The R package ecosystem for natural language processing has been flourishing in recent days. R packages for text analysis have usually been based on the classes provided by the NLP or tm packages. Many of them depend on Java. But recently there have been a number of new packages for text analysis in R, most notably text2vec, quanteda, and tidytext. These packages are built on top of Rcpp instead of rJava, which makes them much more reliable and portable. And instead of the classes based on NLP, which I have never thought to be particularly idiomatic for R, they use standard R data structures. The text2vec and quanteda packages both rely on the sparse matrices provided by the rock solid Matrix package. The tidytext package is idiosyncratic (in the best possible way!) for doing all of its work in data frames rather than matrices, but a data frame is about as standard as you can get. For a long time when I would recommend R to people, I had to add the caveat that they should use Python if they were primarily interested in text analysis. But now I no longer feel the need to hedge.
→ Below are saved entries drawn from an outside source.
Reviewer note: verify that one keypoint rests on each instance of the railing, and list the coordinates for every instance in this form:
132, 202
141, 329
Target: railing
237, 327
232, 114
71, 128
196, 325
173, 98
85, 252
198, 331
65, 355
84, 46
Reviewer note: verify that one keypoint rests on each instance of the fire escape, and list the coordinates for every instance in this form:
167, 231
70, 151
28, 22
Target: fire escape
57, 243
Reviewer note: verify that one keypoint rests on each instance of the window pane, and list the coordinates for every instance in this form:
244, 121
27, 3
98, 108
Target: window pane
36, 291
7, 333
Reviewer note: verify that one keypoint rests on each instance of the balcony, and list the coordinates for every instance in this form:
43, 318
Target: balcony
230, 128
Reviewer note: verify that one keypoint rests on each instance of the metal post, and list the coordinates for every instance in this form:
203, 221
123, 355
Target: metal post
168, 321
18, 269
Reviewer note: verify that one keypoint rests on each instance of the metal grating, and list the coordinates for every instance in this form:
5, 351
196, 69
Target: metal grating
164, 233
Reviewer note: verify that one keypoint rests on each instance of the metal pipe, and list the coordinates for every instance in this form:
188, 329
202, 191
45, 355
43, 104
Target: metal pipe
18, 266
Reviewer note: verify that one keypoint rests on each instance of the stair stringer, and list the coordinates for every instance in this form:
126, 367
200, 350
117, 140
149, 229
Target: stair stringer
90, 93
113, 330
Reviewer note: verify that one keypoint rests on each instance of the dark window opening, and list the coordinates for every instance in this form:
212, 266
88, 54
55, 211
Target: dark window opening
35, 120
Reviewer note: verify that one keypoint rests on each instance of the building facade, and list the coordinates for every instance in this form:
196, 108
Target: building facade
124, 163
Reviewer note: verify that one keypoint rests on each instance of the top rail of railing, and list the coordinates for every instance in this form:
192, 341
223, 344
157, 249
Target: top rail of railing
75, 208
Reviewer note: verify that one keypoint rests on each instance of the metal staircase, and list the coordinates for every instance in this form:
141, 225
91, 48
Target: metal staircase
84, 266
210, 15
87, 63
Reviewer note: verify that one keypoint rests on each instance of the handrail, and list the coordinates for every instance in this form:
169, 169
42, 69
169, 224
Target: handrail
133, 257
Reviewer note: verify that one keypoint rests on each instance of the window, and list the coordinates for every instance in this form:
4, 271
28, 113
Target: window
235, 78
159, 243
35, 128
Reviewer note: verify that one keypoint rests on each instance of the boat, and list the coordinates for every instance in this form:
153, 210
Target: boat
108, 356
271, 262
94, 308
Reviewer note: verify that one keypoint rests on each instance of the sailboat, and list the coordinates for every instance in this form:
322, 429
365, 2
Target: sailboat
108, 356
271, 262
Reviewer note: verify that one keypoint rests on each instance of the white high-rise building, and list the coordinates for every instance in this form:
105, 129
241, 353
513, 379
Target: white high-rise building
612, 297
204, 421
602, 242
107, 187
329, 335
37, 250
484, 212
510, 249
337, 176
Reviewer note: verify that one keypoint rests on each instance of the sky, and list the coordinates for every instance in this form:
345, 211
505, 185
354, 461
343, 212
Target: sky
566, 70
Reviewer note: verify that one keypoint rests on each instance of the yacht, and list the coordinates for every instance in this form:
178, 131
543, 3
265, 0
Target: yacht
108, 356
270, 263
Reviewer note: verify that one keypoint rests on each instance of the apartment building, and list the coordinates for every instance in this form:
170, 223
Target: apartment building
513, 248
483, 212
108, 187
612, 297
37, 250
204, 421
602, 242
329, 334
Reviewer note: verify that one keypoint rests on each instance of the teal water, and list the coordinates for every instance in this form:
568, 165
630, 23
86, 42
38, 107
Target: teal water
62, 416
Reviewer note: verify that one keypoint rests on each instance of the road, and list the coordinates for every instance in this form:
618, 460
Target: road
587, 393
Still there is a lot of duplicated effort between these packages on the one hand and a lot of incompatibilities between the packages on the other. The R ecosystem for text analysis is not exactly coherent or consistent at the moment.
My small contribution to the new text analysis ecosystem is the tokenizers package, which was recently accepted into rOpenSci after a careful peer review by Kevin Ushey. A new version of the package is on CRAN. (Also check out Jeroen Ooms’s hunspell package, which is a part of rOpensci.)